Copyright 2011 American Medical Association. All Rights Reserved. Applicable FARS/DFARS Restrictions Apply to Government Use.2011

Arch Surg. 2011;146(4):406. doi:10.1001/archsurg.2011.58

It is not a surprise that Masoomi and colleagues documented that patients hospitalized for diverticulitis between 2002 and 2007 continue to experience significant morbidity. What may be surprising to many is that their analysis of more than a million patients in the NIS database revealed an unexplained dramatic increase of 38% in elective colectomy and a 4.3% increase in urgent colectomy. This occurred despite a growing consensus that indication(s) for surgery should be more restricted than in the past. Additionally, it is surprising that they could only discern “a trend toward increased use of laparoscopic techniques for elective operations and primary anastomosis for urgent operations.” This conclusion flies in the face of anecdotes that “nearly everyone” is successfully using laparoscopic resection and primary anastomosis for diverticulitis.
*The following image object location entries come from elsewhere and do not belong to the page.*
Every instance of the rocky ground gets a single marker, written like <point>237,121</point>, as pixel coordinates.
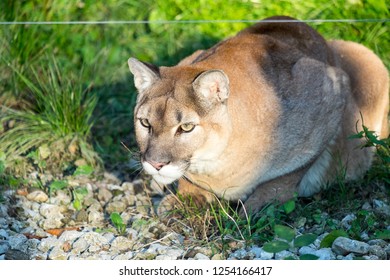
<point>37,225</point>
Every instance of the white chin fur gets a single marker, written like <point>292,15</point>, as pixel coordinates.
<point>166,175</point>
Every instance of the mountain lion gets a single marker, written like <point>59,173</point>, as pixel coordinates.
<point>260,116</point>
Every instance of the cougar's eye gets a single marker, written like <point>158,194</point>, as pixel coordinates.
<point>187,127</point>
<point>144,123</point>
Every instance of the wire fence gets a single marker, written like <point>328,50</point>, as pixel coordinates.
<point>113,22</point>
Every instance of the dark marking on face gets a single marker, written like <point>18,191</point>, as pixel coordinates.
<point>179,116</point>
<point>160,112</point>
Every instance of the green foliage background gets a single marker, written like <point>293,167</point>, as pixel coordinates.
<point>95,56</point>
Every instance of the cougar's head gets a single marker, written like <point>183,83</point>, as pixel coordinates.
<point>181,119</point>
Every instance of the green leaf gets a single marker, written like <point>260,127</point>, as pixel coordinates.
<point>289,258</point>
<point>275,246</point>
<point>116,219</point>
<point>308,257</point>
<point>328,240</point>
<point>289,206</point>
<point>83,170</point>
<point>304,240</point>
<point>357,136</point>
<point>58,185</point>
<point>284,232</point>
<point>77,204</point>
<point>382,234</point>
<point>2,167</point>
<point>80,193</point>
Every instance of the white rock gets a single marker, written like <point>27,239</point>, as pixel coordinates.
<point>16,241</point>
<point>200,256</point>
<point>109,236</point>
<point>51,223</point>
<point>57,254</point>
<point>3,247</point>
<point>96,241</point>
<point>350,256</point>
<point>325,254</point>
<point>125,256</point>
<point>3,234</point>
<point>47,243</point>
<point>115,206</point>
<point>38,196</point>
<point>79,246</point>
<point>61,198</point>
<point>157,248</point>
<point>306,250</point>
<point>127,186</point>
<point>69,235</point>
<point>283,254</point>
<point>50,211</point>
<point>121,244</point>
<point>95,217</point>
<point>344,246</point>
The facts, as reported in this retrospective trends analysis, are that laparoscopic colectomy increased to only 13.5% for elective cases and a mere 3.9% for urgent surgery by 2007. Primary anastomosis with or without diversion increased from 38.8% in 2002 to 46% in 2007 following urgent surgery. Etzioni et al,1 in a similar study of trends from 1998 to 2005, reported “little change over time in the likelihood of a primary anastomosis” after resection for diverticulitis.